All I’ve ever known of organized religion was hellfire, brimstone…..and the burning pits I was headed towards if I didn’t ‘get right with Jesus’ and ‘change my loose ways.’ They were exclusionary, elitists that based peoples worth on the knowledge of their version of the Bible’s words and the color of their skin.
The idea of my beautiful baby…..in the arms of a God that burns people for eternity, scared the s*** out of me.
I stayed clear of churches. Found my own solace in nature and the infinite universe. If there is a God, surely he is in every petal of every flower, every leaf on every tree. He’s in the dawns and sunsets. He’s in the vast oceans and abundant rivers. He’s in the night sky….and is kind enough to leave millions of twinkling night lights.
Mother nature is in there too. You can’t have the masculine, without the feminine counterpart. Life isn’t created singularly…….it takes two, doncha know.
I loved humanitarians……and reveled in their words. I saw Jesus as a humanitarian and a valid person to be revered. I heard his words and respected his kindness and loving nature of all living beings. I wanted to work towards emulating his love of all people, although I fall short most of the time. But, there is good in the trying, no?
But I felt like I would have to claim Christianity, in order to follow his teachings. Like he was forbidden to me, unless I followed the ways of either branches of my family.
Today, I was at Cathedral of the Rockies (COTR), peddling papers for the community, and listening to Pastor Duane Anders’ service and message on ‘Faith and Atheism’. He spoke of Gandhi….and his messages of peace, love and Jesus. One of these messages ended in something like….”Jesus is for all of us, not just some of us.” No matter what you believe in, you can believe in his compassion and claim him.
That had such a profound meaning for me. There was no absolutes or veiled threats, just …..appreciating a fellow soul that lived long ago, but had such a sincere existence….that we still talk of him today.
I didn’t mean for this to turn into a religious convo……it’s not, really. It’s more of…..we need to find a way to bring humanity back together again. Humanitarians aren’t copyrighted. Their words are not meant only for the most righteous among us. Church is not a country club, that excludes undesirables.

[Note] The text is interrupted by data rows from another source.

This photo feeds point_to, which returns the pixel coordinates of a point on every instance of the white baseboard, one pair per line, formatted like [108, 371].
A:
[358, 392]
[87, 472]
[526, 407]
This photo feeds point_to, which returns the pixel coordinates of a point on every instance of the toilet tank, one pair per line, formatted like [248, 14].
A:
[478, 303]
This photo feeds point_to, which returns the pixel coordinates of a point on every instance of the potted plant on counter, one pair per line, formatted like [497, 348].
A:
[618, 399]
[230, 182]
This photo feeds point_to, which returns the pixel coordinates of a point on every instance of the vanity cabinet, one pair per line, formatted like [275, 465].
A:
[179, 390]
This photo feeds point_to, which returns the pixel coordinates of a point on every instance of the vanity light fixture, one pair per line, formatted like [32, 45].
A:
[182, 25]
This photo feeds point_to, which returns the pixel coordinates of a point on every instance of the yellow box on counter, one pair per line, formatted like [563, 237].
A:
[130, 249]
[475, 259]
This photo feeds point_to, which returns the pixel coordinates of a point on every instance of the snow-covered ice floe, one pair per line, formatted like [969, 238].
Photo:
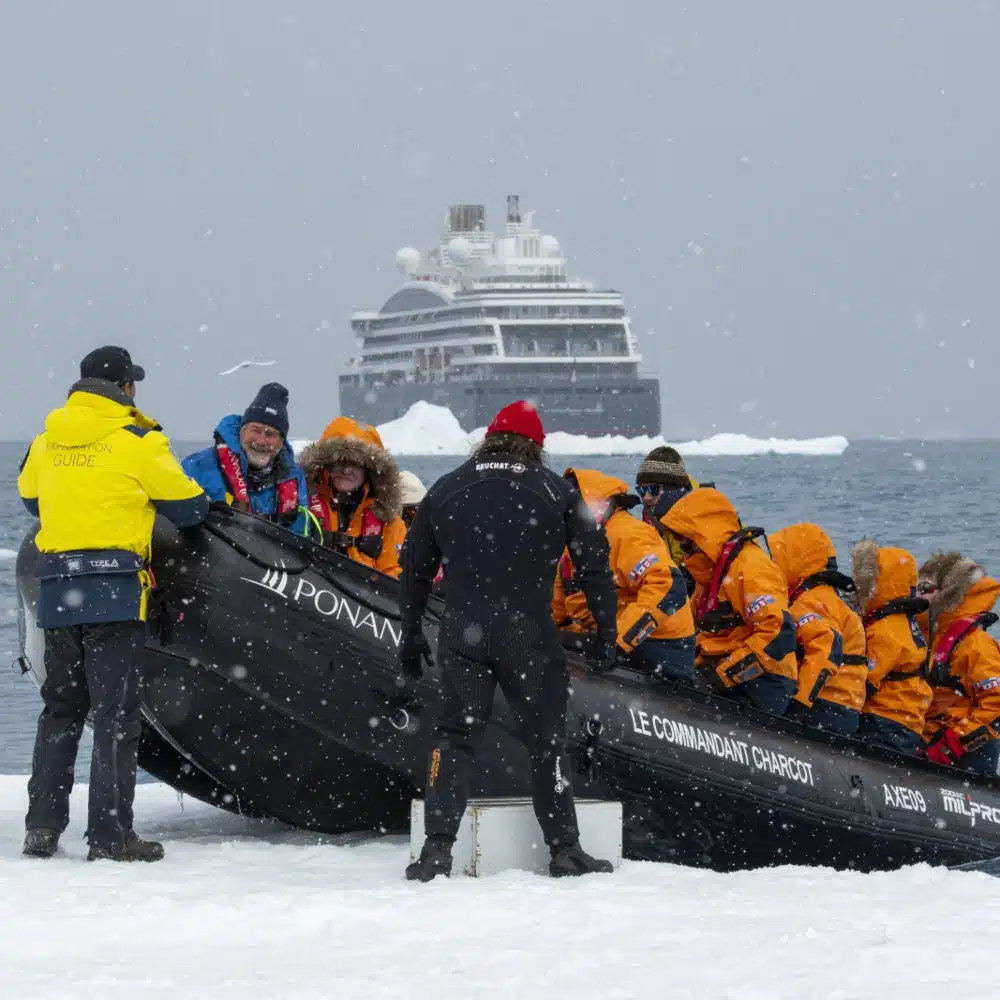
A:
[247, 909]
[427, 429]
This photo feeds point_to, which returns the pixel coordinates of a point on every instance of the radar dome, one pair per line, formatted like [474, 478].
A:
[407, 260]
[550, 246]
[460, 251]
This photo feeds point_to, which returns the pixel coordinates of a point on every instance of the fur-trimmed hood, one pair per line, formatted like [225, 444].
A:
[346, 442]
[954, 583]
[882, 574]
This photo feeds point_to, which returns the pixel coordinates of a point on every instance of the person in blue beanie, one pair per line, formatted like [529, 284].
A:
[252, 466]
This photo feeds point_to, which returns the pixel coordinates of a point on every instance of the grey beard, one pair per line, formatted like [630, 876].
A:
[258, 461]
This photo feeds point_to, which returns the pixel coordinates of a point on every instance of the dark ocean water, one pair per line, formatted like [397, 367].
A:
[925, 497]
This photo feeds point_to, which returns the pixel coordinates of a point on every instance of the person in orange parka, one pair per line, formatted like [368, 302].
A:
[745, 631]
[833, 662]
[898, 694]
[655, 624]
[963, 722]
[356, 494]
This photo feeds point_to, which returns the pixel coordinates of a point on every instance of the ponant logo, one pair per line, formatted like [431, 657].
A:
[328, 603]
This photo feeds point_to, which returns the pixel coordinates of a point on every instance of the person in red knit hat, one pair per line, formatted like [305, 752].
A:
[520, 418]
[499, 524]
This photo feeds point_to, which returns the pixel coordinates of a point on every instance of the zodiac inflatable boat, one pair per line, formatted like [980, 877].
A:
[270, 688]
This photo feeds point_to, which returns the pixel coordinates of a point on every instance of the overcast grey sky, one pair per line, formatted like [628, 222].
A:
[799, 200]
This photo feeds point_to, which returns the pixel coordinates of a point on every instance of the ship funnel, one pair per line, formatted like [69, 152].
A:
[467, 218]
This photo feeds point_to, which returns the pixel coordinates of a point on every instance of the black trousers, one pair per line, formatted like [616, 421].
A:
[477, 652]
[88, 667]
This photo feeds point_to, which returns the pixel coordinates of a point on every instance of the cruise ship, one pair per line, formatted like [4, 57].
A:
[482, 320]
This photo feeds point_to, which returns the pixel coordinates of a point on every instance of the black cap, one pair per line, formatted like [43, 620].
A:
[113, 364]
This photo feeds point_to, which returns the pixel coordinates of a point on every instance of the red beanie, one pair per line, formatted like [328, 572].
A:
[519, 418]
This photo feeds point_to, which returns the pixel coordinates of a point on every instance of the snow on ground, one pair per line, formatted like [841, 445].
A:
[427, 429]
[254, 910]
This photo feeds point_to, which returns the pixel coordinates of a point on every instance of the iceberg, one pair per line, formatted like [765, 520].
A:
[426, 429]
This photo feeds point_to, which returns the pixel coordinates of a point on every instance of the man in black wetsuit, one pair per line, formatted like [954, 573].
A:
[499, 524]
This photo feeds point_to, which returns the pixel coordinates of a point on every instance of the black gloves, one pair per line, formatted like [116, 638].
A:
[414, 652]
[605, 656]
[601, 654]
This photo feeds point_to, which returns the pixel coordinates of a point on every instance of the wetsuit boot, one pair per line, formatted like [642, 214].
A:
[573, 860]
[41, 843]
[134, 849]
[435, 859]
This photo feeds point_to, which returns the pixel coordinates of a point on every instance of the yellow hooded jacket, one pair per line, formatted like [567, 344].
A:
[96, 478]
[758, 632]
[652, 594]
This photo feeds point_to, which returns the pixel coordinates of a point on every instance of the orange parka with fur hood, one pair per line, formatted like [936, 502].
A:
[752, 630]
[369, 528]
[833, 664]
[886, 579]
[652, 594]
[965, 667]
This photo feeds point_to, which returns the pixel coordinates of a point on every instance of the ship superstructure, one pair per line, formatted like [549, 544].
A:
[482, 320]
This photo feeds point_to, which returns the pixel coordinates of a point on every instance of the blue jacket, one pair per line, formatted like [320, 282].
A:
[203, 467]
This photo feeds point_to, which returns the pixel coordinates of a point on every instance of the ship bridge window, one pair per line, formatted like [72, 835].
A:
[408, 299]
[565, 340]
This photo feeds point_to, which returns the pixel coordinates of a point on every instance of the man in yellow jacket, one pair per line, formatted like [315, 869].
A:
[96, 477]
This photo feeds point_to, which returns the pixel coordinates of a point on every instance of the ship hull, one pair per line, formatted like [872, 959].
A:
[630, 407]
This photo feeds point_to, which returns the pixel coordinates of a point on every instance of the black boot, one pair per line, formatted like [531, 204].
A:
[41, 843]
[435, 859]
[573, 860]
[134, 849]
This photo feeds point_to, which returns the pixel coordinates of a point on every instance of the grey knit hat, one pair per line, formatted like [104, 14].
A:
[663, 465]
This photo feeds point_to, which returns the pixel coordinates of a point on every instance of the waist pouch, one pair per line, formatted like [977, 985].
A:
[89, 562]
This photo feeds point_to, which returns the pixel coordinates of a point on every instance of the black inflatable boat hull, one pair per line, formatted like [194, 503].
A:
[270, 688]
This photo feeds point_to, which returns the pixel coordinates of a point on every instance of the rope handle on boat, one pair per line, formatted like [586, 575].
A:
[592, 729]
[400, 709]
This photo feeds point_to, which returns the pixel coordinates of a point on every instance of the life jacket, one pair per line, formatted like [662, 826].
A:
[945, 644]
[368, 543]
[232, 472]
[710, 614]
[839, 581]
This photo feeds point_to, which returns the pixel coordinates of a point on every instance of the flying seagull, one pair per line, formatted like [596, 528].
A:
[247, 364]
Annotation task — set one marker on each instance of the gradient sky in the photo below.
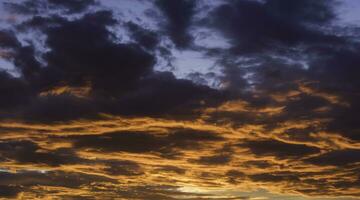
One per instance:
(180, 99)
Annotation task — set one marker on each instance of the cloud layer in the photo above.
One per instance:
(97, 105)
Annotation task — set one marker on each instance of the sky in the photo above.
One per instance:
(180, 99)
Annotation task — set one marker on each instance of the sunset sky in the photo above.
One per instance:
(180, 99)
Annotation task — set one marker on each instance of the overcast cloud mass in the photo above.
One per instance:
(180, 99)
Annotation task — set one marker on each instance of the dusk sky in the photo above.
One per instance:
(180, 99)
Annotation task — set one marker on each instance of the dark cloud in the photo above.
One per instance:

I have a saying that I’ve loved from the first time I’ve said it. Sometimes, my brain thinks of clever things….and I’m wont in reusing them. So let me say them, again, for the record: “God did not create borders, man did.”
When you hear of far off wars, genocide, starvation, natural disasters, water deserts, slavery, apartheid, bigotry, anti-Semitism, violations of human or civil rights……please remember this– these are not foreign people that these atrocities are happening to, but OUR PEOPLE.
This whole planet, on every land mass, in every color, every religion…..every ethnicity…..OUR PEOPLE.
A slight to any fellow human being, is a slight to all of us. God…..whatever name you know him by, made us all…..in his image.
The mistake is not in the diversity of his/her creations, the mistake is how we interpret it. How we twist words to alienate and promote hate. How the deaths of certain people are acceptable, but others….intolerable.
Americans purchased over 5.5 million guns in the first half of 2024……and I doubt there will be as many hunting licenses issued for deer season. Many of these guns are only used for one purpose…..killing other humans.
What is the answer? Is it…..finding a church? Sure…..if that is your inclination. However, I’m going to keep searching for words from humanitarians that understand/understood that all life is sacred.
I can now say, with relief, that my daughter is ‘with God’. Whether he has a halo or horns…..he sends forth his messengers in the most unlikely of packages. I’ll search for their words, clutch them to my bosom and hope the rest of the world finds them too.